Hi everyone! This is Antonio from Italy I’m left hand and I started to play guitar at 14 yo but 5 years ago I began to have hand problems. Irregular movements and stiffening. I have problems writing and doing other daily activities. I did electromyography and it was all right. So I decided to hold the guitar as right-handed. things are better and the advice is to copy the gestures of others. Sufferers can also be followed by Joaquin Farias or Joaquin Fabra. I hope I have been helpful to those who suffer from dystonia. Hello everyone!
Welcome and Well done for trying again - different handed no less! Not sure I would have that kind of resolve.
Welcome, thanks for joining the forum! Glad to hear it seems the hand problems have improved. We have some other discussion of dystonia, and our interview with Terry Syrek may be of interest as well. See here to search for those topics: https://forum.troygrady.com/search?q=dystonia
Hi Antonio! Hopefully I can be of some help. I was diagnosed with FD around 2012. My symptoms were considered mild for the condition. It’s been a long journey but I would say of the last few years I consider myself cured in that, I can practice freely whatever I want and don’t feel inhibited by any symptoms. I still rely a lot on right hand tapping technique in the kind of licks Greg Howe and Michael Romeo popularized, and really kinda went with that and made it “my” thing. If I need to express “shred!!” This is how I do it now. My overall left hand speed isn’t quite what it used to be, I’ve had to slowly build that back up, but I’m at the point where I can comfortably execute Iron Maiden/classic style solos, and even some trickier ones by guys like Schenker, Roth, Friedman etc.
In fact I would credit my journey with FD as how I came to appreciate the more classic metal soloists and feel that by skipping those guys and going right into shredders, I missed a huge building block in learning how to phrase melodically and how to use relatively cliche licks that are actually really kind of the foundation upon which all the more advance stuff is based.

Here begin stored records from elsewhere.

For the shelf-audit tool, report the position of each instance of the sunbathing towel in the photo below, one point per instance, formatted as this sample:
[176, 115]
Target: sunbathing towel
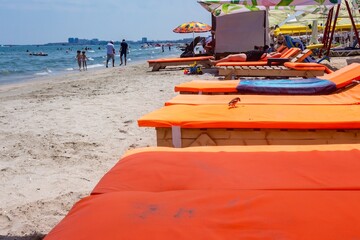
[245, 168]
[286, 86]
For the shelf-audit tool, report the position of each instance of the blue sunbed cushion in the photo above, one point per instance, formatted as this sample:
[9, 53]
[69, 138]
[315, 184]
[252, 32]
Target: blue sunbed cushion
[286, 86]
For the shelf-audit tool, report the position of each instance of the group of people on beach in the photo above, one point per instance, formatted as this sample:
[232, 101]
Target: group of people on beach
[110, 52]
[81, 58]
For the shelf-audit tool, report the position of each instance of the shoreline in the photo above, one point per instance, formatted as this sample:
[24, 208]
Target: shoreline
[60, 135]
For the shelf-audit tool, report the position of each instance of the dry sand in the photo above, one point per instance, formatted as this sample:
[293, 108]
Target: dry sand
[60, 135]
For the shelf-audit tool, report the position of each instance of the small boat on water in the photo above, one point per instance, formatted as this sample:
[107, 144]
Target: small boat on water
[38, 54]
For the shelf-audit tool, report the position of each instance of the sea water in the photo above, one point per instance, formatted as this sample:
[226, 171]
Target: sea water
[17, 65]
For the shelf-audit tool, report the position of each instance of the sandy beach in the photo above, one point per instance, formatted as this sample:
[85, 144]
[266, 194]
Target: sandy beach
[60, 135]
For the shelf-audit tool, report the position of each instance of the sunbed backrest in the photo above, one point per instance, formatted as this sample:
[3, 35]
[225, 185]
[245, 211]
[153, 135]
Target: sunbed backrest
[291, 52]
[344, 76]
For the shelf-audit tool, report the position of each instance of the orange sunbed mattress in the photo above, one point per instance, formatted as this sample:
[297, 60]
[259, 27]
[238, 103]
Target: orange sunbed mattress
[255, 116]
[341, 78]
[221, 214]
[208, 86]
[351, 96]
[288, 53]
[256, 169]
[189, 59]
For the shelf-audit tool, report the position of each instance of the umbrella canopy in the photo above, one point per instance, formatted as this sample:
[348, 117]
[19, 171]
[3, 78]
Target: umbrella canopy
[192, 27]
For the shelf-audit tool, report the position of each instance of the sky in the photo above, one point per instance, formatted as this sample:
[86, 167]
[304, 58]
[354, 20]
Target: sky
[48, 21]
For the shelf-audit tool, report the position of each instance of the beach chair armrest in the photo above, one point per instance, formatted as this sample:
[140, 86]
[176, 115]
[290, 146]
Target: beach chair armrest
[277, 60]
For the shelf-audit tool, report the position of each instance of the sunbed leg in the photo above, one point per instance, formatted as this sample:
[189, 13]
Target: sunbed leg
[156, 67]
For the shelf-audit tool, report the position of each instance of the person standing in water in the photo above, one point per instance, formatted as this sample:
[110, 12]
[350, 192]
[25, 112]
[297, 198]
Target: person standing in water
[79, 58]
[110, 52]
[123, 51]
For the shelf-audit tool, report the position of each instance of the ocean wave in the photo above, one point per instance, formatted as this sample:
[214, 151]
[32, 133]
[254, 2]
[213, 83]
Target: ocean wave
[42, 74]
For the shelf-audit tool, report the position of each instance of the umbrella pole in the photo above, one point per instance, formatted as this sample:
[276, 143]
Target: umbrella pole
[193, 50]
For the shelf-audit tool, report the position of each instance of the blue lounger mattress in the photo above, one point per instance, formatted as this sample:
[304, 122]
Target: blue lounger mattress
[309, 86]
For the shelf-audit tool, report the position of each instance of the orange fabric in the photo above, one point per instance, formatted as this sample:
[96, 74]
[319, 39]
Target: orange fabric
[252, 148]
[351, 96]
[344, 76]
[291, 52]
[281, 48]
[253, 170]
[286, 54]
[341, 78]
[164, 60]
[305, 66]
[255, 116]
[208, 86]
[216, 215]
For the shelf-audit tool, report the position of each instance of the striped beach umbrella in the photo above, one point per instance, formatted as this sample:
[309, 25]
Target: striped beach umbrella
[192, 27]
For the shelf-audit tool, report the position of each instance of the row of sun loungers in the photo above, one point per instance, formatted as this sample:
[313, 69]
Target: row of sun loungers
[342, 78]
[268, 167]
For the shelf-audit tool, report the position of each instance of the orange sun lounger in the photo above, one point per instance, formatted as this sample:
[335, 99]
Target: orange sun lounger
[158, 64]
[220, 214]
[342, 78]
[310, 167]
[350, 96]
[267, 69]
[219, 125]
[288, 53]
[250, 192]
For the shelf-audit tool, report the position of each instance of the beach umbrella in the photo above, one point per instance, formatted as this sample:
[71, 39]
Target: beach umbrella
[192, 27]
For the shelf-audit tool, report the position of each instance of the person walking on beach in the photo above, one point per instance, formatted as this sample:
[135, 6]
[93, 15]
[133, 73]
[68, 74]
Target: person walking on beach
[252, 55]
[123, 51]
[79, 58]
[83, 59]
[110, 52]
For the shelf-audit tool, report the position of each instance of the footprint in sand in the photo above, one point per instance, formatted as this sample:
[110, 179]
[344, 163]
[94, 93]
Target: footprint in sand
[5, 222]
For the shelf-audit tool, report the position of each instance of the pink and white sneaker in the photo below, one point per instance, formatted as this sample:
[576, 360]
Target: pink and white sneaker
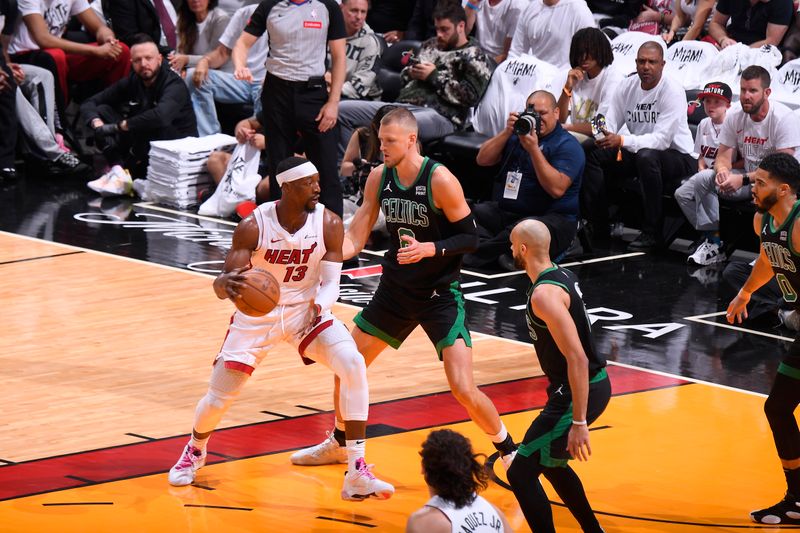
[362, 484]
[192, 459]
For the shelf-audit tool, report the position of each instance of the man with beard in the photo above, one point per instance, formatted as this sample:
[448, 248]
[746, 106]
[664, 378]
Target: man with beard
[656, 149]
[440, 84]
[298, 241]
[774, 185]
[430, 228]
[151, 104]
[578, 390]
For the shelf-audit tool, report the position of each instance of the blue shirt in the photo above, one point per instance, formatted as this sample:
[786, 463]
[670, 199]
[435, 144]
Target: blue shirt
[564, 153]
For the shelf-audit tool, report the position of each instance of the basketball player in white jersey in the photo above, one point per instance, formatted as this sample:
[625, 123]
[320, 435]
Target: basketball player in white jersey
[454, 477]
[299, 242]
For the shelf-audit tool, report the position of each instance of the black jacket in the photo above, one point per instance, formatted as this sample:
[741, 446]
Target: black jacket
[162, 111]
[129, 17]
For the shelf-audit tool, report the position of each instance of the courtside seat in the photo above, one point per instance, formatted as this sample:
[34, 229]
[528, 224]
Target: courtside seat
[393, 60]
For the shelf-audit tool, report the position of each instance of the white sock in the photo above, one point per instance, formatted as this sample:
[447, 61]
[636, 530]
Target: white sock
[200, 444]
[501, 435]
[355, 451]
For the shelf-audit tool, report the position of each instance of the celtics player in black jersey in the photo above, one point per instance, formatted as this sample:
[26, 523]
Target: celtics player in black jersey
[430, 228]
[775, 185]
[578, 391]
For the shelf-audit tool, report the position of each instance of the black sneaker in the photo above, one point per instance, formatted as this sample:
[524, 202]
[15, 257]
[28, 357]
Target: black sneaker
[68, 163]
[786, 511]
[645, 242]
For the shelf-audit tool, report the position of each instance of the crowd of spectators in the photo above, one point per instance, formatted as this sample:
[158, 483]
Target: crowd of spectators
[105, 78]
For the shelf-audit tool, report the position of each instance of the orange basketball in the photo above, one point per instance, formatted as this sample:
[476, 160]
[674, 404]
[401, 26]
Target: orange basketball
[260, 294]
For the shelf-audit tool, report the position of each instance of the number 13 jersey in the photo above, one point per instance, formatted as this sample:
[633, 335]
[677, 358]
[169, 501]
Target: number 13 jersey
[294, 259]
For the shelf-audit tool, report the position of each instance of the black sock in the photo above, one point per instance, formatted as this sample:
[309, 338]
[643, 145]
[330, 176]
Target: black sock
[570, 489]
[505, 447]
[792, 483]
[338, 434]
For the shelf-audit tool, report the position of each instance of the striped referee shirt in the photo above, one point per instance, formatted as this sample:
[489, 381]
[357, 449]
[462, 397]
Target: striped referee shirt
[298, 35]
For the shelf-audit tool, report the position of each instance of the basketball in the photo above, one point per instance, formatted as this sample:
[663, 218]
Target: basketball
[260, 294]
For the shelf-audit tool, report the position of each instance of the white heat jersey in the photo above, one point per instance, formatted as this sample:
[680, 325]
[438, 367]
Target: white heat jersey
[294, 259]
[479, 516]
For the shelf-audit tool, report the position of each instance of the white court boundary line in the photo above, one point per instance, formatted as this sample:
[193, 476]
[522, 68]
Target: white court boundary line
[380, 253]
[351, 306]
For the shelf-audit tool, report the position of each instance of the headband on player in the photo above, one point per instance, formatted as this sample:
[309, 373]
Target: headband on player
[295, 173]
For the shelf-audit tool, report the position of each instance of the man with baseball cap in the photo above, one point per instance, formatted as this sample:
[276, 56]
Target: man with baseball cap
[691, 196]
[757, 129]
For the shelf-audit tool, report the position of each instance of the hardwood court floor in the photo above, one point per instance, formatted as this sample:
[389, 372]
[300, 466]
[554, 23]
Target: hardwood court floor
[104, 358]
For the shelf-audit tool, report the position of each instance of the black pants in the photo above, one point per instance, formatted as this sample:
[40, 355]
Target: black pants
[290, 109]
[8, 120]
[494, 232]
[658, 172]
[767, 299]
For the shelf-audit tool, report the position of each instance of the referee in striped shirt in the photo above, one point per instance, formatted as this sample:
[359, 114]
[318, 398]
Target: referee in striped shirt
[295, 98]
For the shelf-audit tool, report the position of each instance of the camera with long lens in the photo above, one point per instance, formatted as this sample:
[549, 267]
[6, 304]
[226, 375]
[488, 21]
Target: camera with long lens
[527, 122]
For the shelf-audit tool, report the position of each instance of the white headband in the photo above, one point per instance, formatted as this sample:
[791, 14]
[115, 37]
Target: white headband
[295, 173]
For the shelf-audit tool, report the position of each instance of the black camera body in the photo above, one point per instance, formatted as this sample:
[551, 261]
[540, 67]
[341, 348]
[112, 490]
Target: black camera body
[527, 122]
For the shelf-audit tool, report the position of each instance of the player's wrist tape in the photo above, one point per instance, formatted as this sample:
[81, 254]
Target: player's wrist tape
[464, 241]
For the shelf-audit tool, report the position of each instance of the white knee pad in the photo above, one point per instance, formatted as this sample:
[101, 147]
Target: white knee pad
[224, 386]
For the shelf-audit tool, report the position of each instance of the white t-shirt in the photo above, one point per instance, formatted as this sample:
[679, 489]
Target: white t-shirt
[479, 516]
[593, 96]
[56, 14]
[257, 56]
[511, 84]
[655, 118]
[689, 61]
[754, 140]
[546, 31]
[496, 23]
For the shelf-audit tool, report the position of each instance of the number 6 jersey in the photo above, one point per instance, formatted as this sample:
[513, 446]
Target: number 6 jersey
[292, 258]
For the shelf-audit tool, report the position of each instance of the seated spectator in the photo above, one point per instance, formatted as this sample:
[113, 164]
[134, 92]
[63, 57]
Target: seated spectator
[363, 152]
[200, 25]
[590, 83]
[158, 108]
[363, 49]
[615, 16]
[755, 130]
[390, 18]
[540, 178]
[450, 76]
[751, 22]
[454, 477]
[546, 27]
[496, 22]
[655, 15]
[156, 18]
[692, 15]
[249, 131]
[210, 81]
[8, 88]
[38, 41]
[656, 148]
[691, 198]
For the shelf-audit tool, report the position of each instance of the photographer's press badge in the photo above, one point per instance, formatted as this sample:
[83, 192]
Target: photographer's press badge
[513, 180]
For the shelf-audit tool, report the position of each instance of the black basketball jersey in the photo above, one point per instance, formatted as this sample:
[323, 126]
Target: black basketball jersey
[410, 211]
[777, 244]
[552, 361]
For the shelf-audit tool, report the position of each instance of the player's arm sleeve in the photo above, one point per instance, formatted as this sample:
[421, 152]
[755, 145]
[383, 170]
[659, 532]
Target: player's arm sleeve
[330, 273]
[464, 241]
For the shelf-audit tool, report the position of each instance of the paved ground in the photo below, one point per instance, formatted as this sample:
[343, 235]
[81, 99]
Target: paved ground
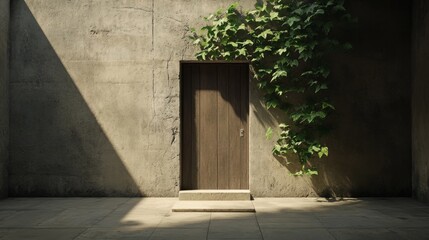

Anyway, recovery is part physical and a huge part mental. The mental might be more important in some cases. I trained with a fellow named Jerald Harscher who runs the www.thepoisedguitarist.com. I would wholeheartedly advise contacting him. He approached my recovery through teaching me body mapping principles (similar to Alexander technique) and more recently, approaching FD as not dystonia at all, but as mind/body syndrome in which past trauma triggers unwanted muscle tension (this is the same premise that Joachim Fabra uses to treat his patients). I would say the physical remapping of how I approach the instrument was a huge chunk, but addressing the mental side is what started putting the final nails in the coffin, so to speak.
Don’t give up. Find creative ways to work with what you’re able to do, and just know it’s entirety possible to recover!